The Laboratory is broadly interested in the development and application of proteomic techniques that facilitate understanding of biological systems at the molecular level. There is a particular emphasis on several lines of research: 

  1. Biochemical approaches to enrich and characterize post-translationally modified peptides and proteins
  2. The development and application of large scale techniques that enable quantitative comparisons between cells or tissue in distinct physiological states
  3. Proteomic applications of Ion Mobility Spectrometry, particularly with respect to the previous two research aims.
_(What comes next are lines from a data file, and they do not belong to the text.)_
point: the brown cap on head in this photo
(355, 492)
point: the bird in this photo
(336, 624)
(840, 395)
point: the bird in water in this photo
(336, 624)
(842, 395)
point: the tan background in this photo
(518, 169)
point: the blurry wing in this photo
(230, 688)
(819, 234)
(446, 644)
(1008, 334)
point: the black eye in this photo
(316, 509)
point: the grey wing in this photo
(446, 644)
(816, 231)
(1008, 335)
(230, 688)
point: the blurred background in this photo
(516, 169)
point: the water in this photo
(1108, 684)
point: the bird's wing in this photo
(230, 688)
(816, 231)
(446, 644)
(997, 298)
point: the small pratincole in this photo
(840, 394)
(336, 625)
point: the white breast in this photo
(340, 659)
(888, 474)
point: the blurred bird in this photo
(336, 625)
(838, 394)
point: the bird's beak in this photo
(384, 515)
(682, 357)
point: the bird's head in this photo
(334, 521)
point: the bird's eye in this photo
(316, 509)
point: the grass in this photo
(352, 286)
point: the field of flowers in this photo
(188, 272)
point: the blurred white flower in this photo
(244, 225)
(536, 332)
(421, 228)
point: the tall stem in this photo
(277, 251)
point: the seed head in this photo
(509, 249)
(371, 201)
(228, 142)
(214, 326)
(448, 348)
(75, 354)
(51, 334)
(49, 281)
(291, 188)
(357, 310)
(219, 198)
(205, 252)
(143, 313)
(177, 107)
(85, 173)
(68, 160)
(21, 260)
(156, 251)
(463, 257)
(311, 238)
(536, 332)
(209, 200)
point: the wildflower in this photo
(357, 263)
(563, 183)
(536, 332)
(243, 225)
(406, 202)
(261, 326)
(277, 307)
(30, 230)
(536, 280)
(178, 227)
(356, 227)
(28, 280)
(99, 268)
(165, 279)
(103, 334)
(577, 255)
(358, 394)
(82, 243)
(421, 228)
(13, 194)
While these techniques can be applied across all areas of biology, we are particularly interested in using mass spectrometry to aid in the study of the central nervous system. We have extensively characterized connections between neurons known as synapses. This work allows us to identify and quantitatively profile over 1,000 proteins in post-synaptic spine heads (the structures in neurons responsible for receiving and processing signals from neurons upstream in a synaptic signaling network). Post-translational modifications (such as phosphorylation, O-GlcNAcylation, ubiquitination, and acetylation) on proteins alter their behavior in a number of ways, including affecting enzyme kinetics, protein turnover, protein-protein interactions and protein sub-cellular localization. We are interested in using mass spectrometry to characterize molecules in the nervous system and use this data to gain a deeper understanding into synaptic physiology.